O3 – Oggi in diverse città, come Perugia, Treviso e Bologna, sindacati e imprenditori sfilano insieme per la prima volta, a dimostrazione che sta cambiando qualcosa nel modo di concepire il mondo del lavoro in Italia: perchè in Toscana questo non è accaduto?
AG – Non se ne è presentata l’occasione, ma ricordiamo che alcuni anni fa, per denunciare la crisi del tessile e chiedere misure straordinarie di sostegno al settore, a Prato sfilarono insieme portando in corteo un tricolore di alcune centinaia di metri imprenditori e lavoratori. Va aggiunto che storicamente alle manifestazioni partecipano artigiani, commercianti, studenti e disoccupati. Il Primo Maggio è da sempre festa di popolo.
O3 – Il sindacato viene talvolta accusato di aver contribuito a creare l’attuale situazione socio-economica, arroccandosi nella difesa dei diritti acquisiti da una parte di lavoratori contro una maggioranza di senza diritti e non tenendo conto dei cambiamenti in corso nella società: come risponde?
AG – E’ un’accusa non nuova e intrisa di pregiudizio ideologico; certo il sindacato può commettere errori, ma l’idea che rappresentando i garantiti abbia penalizzato gli outsider è indimostrata e indimostrabile non solo perchè non è affatto automatico che togliere diritti a qualcuno li trasferisce ad altri, ma perchè se c’è un soggetto che nella negoziazione generale con i governi o nella contrattazione con le imprese si è battuto contro la precarietà, questo è proprio la CGIL. Peraltro sommessamente giova ricordare che i paesi a maggior diritto del lavoro sono i più solidi economicamente (vedi Germania).

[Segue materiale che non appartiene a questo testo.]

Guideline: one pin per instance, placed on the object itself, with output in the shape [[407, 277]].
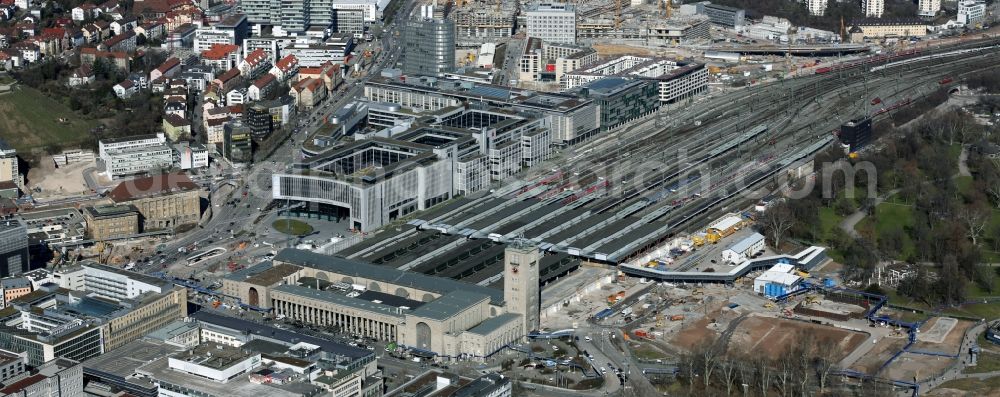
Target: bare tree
[[709, 353], [763, 375], [727, 370], [776, 221], [974, 216]]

Possono rimproverarci di essere stati deboli, non possono accusarci di essere stati complici.
O3 – Segretario quali sono le prospettive per il mondo del lavoro in Toscana nel 2013?

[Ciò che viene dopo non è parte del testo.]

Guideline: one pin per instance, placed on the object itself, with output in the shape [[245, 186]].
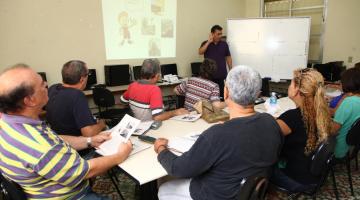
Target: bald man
[[43, 163]]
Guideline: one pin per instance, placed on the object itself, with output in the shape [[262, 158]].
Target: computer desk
[[144, 167], [123, 88]]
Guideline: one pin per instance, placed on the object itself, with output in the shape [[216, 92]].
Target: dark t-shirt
[[226, 153], [67, 110], [218, 52], [297, 163]]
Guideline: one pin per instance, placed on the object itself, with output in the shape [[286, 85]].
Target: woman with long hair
[[304, 128]]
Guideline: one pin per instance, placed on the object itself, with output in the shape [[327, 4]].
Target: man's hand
[[97, 140], [160, 144], [181, 111], [211, 38], [102, 123]]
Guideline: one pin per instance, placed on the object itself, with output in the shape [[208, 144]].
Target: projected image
[[148, 26], [157, 6], [125, 23], [154, 49], [167, 28], [137, 29]]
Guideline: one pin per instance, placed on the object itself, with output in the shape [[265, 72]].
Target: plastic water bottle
[[273, 99]]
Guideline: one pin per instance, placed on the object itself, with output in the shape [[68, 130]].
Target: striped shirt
[[33, 156], [145, 100], [196, 89]]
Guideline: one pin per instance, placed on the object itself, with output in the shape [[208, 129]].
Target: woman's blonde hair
[[314, 108]]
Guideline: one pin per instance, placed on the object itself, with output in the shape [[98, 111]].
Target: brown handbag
[[209, 113]]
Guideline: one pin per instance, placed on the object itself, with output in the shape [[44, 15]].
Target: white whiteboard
[[275, 47]]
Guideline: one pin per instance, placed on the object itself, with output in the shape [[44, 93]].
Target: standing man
[[218, 50]]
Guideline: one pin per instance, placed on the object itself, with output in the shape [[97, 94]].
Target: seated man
[[348, 110], [145, 97], [67, 110], [246, 145], [197, 88], [43, 163]]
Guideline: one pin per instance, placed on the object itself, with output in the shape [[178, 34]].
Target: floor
[[104, 186]]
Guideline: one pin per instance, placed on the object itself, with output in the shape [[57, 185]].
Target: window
[[316, 9]]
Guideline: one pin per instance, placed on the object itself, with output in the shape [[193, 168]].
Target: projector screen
[[137, 29]]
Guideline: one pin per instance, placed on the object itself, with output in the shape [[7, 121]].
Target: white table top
[[144, 167]]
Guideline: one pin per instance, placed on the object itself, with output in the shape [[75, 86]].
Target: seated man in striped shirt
[[43, 163], [198, 88], [144, 96]]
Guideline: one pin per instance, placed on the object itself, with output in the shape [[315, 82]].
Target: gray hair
[[150, 68], [13, 100], [72, 71], [244, 85]]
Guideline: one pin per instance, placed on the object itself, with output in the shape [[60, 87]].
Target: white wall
[[342, 30], [47, 33]]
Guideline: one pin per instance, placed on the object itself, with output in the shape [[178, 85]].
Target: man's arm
[[102, 164], [92, 130], [229, 61], [205, 45], [80, 142], [166, 115]]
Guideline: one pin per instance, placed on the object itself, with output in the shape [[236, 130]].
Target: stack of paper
[[184, 143], [121, 133]]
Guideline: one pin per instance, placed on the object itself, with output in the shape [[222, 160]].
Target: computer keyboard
[[259, 101]]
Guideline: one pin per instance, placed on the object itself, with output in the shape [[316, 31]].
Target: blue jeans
[[90, 195], [280, 179]]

AG – Purtroppo il 2013 segnerà un peggioramento del dato occupazionale: cresce in questi primi mesi la cassa e molti lavoratori stanno esaurendo gli ammortizzatori; nonostante performance straordinarie dell’export insomma, se non riparte il mercato interno non ci sarà ripresa.

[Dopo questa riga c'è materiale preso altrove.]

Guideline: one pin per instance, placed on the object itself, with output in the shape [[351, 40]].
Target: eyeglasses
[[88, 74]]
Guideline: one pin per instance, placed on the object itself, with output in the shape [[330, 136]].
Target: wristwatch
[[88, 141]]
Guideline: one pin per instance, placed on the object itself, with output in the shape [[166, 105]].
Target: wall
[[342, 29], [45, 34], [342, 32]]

O3 – Dato per scontato che non esiste una ricetta unica per uscire dall’attuale crisi, secondo lei da dove si dovrebbe cominciare?
AG – Da una redistribuzione del reddito, alleggerendo il peso del fisco sulle buste paga in modo da alimentare consumi in calo drammatico e tagliando le tasse sulle imprese che investono e assumono. Naturalmente servono risorse che vanno prese da qualche parte. Per noi appunto operando una redistribuzione appunto e cioè colpendo i grandi patrimoni e gli evasori e tutti quelli che ancora si annidano nelle tante forme di rendita del paese.